Were you able to take home any props or mementos from the set of S.H.I.E.L.D., that you personally feel represented your character and that live with you now?
WEN: I have May’s sunglasses because she’ll always be a pilot. I got her badge, which was also really important for me. And I got a couple of her iconic outfits.
Where do you keep stuff like that? Do you have any of it hung up, in some way, or do you have a special place for it?
WEN: That’s a good question. We’re about to remodel, so that’s a really good question. I know some actors put their mementos into a framed environment. I just have to see if I have enough walls. It just hangs in the closet right now. It’s not like I’ll ever like put it on, unless I’m going to cosplay myself. For me, it’s just that I have lived and breathed in a couple of these outfits for years, and sweated in them and fought in them. I just feel like there’s a lot of energy in the material, after all of those years, working on the show. For me, that’s a really great keepsake.

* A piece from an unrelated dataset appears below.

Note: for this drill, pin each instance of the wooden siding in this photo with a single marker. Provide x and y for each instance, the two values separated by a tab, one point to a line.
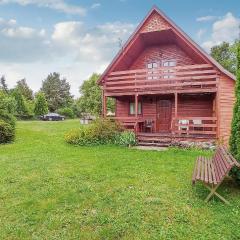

Since it’s clearly impossible to make everybody happy with the ending of a TV series, especially one that’s been on for so many seasons, do you feel like fans will at least be satisfied with where things are left, at the end of the season?
WEN: Yeah. It’s sad because, at the end of Season 5, we really thought that was the end. We hadn’t gotten a pick-up yet, and so, we had this very emotional scene where we were basically saying goodbye to each other and really thinking that that was it. And then, when we got Season 6 and 7, and 13 episodes each, it was a big surprise and a bonus. We already had our cathartic goodbyes in Season 5. Season 7 was sad and emotional, but many of us were also ready to try something else. The way the storylines end, I think the fans will love it because they end, but they don’t really end. I think it will be very satisfying.
I love that you’re also getting to be a part of all these different aspects of the Disney family, from animation to live-action, to Marvel, to Star Wars. What was the coolest aspect for you, personally, getting to be a part of the world of Star Wars now?
WEN: When your childhood dream comes true, where do you go from there? That was a real big one for me. It as amazing to be in the Marvel universe, but for me, I was really a Star Wars kid. The Force was my religion, besides Buddhism. I would pray to God, Buddha, and the Force, when I was a kid. I actually still do, whenever I get on a plane. So, to be a part of that universe, I’m just a happy kid in a candy store. It’s been quite a whirlwind, and I’m still pinching myself about it.
When it came to your character in The Mandalorian, what kind of backstory were you given? Was it similar to S.H.I.E.L.D., where you didn’t know where things would go? Did you have to invent your own backstory?
WEN: Well, because she was only in the one episode, and she comes in towards the middle of the episode, it was important that I knew more about why she became an assassin and what kind of an assassin she was. Is she heartless? Is she a mercenary? Well, she’s a bit of both. It was really great to talk with John Favreau and Dave Filoni, and get to the core of who she was. And so, even if you might not have seen it, and it wasn’t shown or divulged, for me, as an actor, it was really important to know where she was coming from.
Marvel’s Agents of S.H.I.E.L.D. airs on Wednesday nights on ABC.